Stopping Malware in The Cloud

It’s easy to forget that as fast as things are changing online in terms of what you can do and how you can do it, cybercriminals are changing too — and inventing new and better ways to exploit these opportunities.

For instance, one of the fastest-growing aspects of malicious attacks are malware that propagate themselves in the cloud.

Talk About Viral

Remember junk toolbars? Hopefully you haven’t seen one in a while. These were malicious little programs that piggy-backed themselves to other downloads and leveraged user inattention to install themselves. Once installed, they had access to the whole desktop. The ‘infection’ was limited to one computer, although sometimes malware would spread throughout a network.

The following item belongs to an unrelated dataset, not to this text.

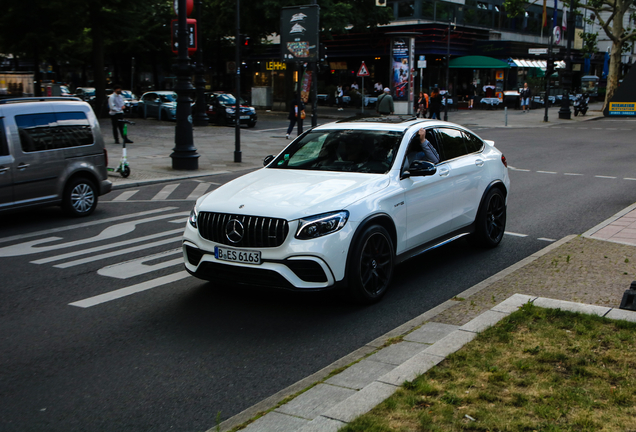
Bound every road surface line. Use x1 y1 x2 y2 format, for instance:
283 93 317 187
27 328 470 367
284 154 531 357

Now, malware is being designed to ‘fan out’ from a single instance and sync to any cloud that it can gain access to. Cloud’s strength becomes its weakness.

How Are They Getting In?

Malware creators are inventive. For a couple of years, security analysts have noted that large public clouds like Amazon and Godaddy are providing luxurious havens for all kinds of malware. These IPs are frequently white-listed, so they either sign up directly, or buy out an existing legitimate domain, and use those as a launching point. Of course, the cloud providers immediately squash these operations as soon as they’re detected, but given the sheer scale of these public clouds, it’s difficult to identify these rings. And of course, the malware creators just start over with a new domain.

That’s not the only way that malware can get into your organization. Imagine this scenario: Your HR department is using a service like or LinkedIn to fill a position. Attachments (presumably all resumes) flood in, so HR dumps them all in a folder on the network to sort through them. Except one of those attachments contains malware.

Or, even worse, the very SaaS applications you use daily may already be compromised. In a recent report from Netskope found that “4.1 percent of those enterprises’ sanctioned apps are laced with malware such as trojans, viruses, and spyware. The volume of malware in those apps ranged from a handful of files to many dozens in a customer tenant.”

How To Protect Yourself

The most important thing to have is a clean, uncompromised back-up. Once malware is identified, wipe clean and restart. However, you must be proactive about spotting malware. Sandboxing procedures can help you detonate malware before it becomes a threat, but everyone has to be on board.

You will also need to be on the lookout for signs of malware, such as activity when your cloud should be ‘at rest,’ or anomalous spikes in activity. It is also very important to keep an eye on the data leaving your network. Unauthorized exports are a sure sign that malware is at work.